Dual-Agent Collaboration
Dual-agent configurations substantially improve accuracy across all problem types. For arithmetic, GPT-4o’s correct answers increase from 2 (single-agent) to 14 (dual-agent). For algebra, both models achieve perfect accuracy. For number theory, DeepSeek-V3 reaches perfect accuracy, and GPT-4o nearly doubles its performance. These results corroborate prior findings that collaborative LLMs can replicate key benefits of human teamwork, such as cross-validation and emergent reasoning.
Figure 5: Dual-agent Correctness Across Three Iterations for Multiplying Two 5-digit Numbers.
Figure 6: Dual-agent Correctness Across Three Iterations for Solving Algebraic Word Problems Involving Quadratic Equations.
Figure 7: Dual-agent Correctness Across Three Iterations for Solving Diophantine equations.

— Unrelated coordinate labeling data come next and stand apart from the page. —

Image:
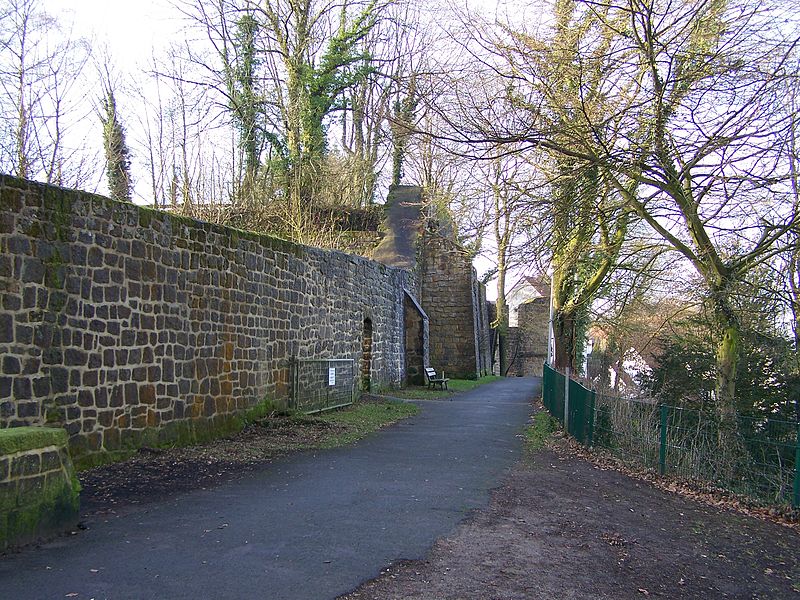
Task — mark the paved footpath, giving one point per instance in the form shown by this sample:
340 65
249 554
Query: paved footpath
311 526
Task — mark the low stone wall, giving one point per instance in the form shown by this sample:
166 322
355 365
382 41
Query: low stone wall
128 326
455 303
38 490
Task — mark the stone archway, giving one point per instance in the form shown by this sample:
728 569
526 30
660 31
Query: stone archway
366 355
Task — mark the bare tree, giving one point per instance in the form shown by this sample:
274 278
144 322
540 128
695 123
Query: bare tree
41 98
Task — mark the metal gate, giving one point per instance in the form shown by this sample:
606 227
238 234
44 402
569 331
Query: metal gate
322 384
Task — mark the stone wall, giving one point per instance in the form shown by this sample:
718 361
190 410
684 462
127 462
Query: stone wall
38 490
117 321
527 343
451 296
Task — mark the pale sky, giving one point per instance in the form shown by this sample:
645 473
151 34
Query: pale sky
134 31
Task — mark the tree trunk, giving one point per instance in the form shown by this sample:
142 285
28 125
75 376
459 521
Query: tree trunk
727 361
564 334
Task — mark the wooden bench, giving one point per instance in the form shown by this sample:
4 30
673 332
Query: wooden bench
434 379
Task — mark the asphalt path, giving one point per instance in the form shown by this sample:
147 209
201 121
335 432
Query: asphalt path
311 526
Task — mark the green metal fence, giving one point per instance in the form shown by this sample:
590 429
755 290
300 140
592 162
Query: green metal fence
763 462
573 399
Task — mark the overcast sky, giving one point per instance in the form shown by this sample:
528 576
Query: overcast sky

Implications and Future Directions
The paper demonstrates that reasoning-enhanced LLMs (e.g., o1) are more reliable for step-level annotation and formative assessment. Dual-agent collaboration offers a robust mechanism for error reduction and improved solution quality. The findings suggest several avenues for future research:
- Prompt engineering: Explicit step-by-step instructions may reduce procedural errors, especially in arithmetic.

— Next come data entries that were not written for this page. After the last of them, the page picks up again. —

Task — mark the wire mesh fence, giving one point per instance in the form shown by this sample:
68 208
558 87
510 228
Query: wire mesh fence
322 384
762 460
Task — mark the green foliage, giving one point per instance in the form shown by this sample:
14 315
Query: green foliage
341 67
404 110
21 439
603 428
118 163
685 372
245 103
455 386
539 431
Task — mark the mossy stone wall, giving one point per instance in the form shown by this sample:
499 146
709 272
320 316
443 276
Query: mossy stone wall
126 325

- Tool integration: Delegating computation to external engines (calculators, CAS) while LLMs handle reasoning could mitigate token-based numerical inaccuracies.
- Rubric refinement: Developing more granular error taxonomies may uncover additional insights into LLM failure modes.
- Scaling datasets: Expanding item models and instances will improve generalizability and robustness of evaluation.
- Independent labeling: Future studies should compare LLM and human annotation as independent processes to further validate reliability.
Limitations
The dataset is limited to three item models and a small number of instances. The rubric is general; finer-grained categories may reveal more nuanced error patterns. Human verification of LLM labeling was not independent, and only a subset of commercial models was tested due to resource constraints.
Conclusion
This work provides a rigorous framework for evaluating LLM mathematical reasoning, highlighting the strengths of reasoning-enhanced models and collaborative agent paradigms. The publicly released dataset, coding rubric, and benchmarking protocol equip researchers and practitioners to diagnose procedural and conceptual breakdowns, informing the design of AI-driven instructional and assessment systems. Future research should focus on expanding problem coverage, refining error analysis, and integrating LLMs with computational tools to advance pedagogically sound, classroom-ready AI for mathematics education.